Separable Equations

In general, it may not be possible to find solutions of $y^\prime = f(x,y)$ , where $f$ is an arbitrary continuous function. But there are special cases of the function $f$ for which the above equation can be solved. One such set of equations is

$$\index{Separable Equations} y^\prime = g (y) h(x).$$ (7.2.1)

The Equation (7.2.1) is called a SEPARABLE EQUATION and is equivalent to

$$\frac{1}{g(y)} \frac{dy}{dx} = h(x).$$

Integrating with respect to $x,$ we get

$$H(x) = \int h(x) dx = \int \frac{1}{g(y)} \frac{dy}{dx} dy = \int \frac{dy}{g(y)} = G(y) + c,$$

where $c$ is a constant.
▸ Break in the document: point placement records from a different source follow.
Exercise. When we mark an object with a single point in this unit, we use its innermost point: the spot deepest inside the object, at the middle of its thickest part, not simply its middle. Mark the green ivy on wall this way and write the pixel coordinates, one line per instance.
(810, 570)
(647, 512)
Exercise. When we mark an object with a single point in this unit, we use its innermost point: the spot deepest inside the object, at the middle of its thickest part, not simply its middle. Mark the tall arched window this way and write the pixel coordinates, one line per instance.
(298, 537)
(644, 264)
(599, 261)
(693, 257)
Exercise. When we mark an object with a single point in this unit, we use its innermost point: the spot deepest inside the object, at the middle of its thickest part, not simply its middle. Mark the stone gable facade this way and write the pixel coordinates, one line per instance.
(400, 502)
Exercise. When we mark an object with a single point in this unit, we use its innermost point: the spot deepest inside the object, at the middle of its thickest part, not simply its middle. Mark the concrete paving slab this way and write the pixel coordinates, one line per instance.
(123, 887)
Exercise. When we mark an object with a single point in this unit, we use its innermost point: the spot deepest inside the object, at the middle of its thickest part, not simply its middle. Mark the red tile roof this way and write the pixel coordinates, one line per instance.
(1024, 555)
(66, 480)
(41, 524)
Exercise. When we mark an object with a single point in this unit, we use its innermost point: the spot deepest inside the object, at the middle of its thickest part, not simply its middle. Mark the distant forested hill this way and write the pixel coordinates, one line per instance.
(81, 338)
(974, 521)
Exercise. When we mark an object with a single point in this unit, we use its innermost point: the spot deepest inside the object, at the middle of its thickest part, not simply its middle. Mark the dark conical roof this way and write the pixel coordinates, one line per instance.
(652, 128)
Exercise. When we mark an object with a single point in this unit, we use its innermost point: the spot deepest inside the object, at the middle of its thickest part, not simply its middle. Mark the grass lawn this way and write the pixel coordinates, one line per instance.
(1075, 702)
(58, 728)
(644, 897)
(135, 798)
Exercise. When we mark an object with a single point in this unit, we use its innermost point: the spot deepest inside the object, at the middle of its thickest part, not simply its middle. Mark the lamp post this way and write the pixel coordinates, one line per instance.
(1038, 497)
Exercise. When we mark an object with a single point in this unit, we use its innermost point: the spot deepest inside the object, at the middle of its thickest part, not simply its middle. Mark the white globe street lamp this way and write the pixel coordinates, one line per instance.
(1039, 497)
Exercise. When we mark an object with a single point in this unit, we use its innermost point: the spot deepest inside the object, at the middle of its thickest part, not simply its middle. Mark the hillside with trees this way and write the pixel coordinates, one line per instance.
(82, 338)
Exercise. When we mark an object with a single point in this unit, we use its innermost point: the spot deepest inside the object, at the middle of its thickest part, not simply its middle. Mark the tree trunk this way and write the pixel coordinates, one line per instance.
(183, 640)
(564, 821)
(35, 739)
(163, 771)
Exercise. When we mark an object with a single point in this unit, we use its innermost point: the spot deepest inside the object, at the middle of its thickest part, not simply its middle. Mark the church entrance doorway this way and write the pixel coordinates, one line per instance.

Hence, its implicit solution is

$$G(y) + c = H(x).$$

EXAMPLE 7.2.1  

1. Solve: $y^\prime = y (y-1).$
   Solution: Here, $g(y) = y \; (y-1)$ and $h(x) = 1.$ Then
   $$\int \frac{dy}{y \; (y-1)} = \int dx.$$
   By using partial fractions and integrating, we get
   $$y = \frac{1}{1 - e^{x+c}}\;,$$
   where $c$ is a constant of integration.
2. Solve $y^\prime = y^2.$
   Solution: It is easy to deduce that $y = -\displaystyle\frac{1}{x+c}$ , where $c$ is a constant; is the required solution.

   Observe that the solution is defined, only if $x + c \neq 0$ for any $x.$ For example, if we let $y(0) = a,$ then $y = -\displaystyle\frac{a}{ax - 1}$ exists as long as $a x - 1 \neq 0.$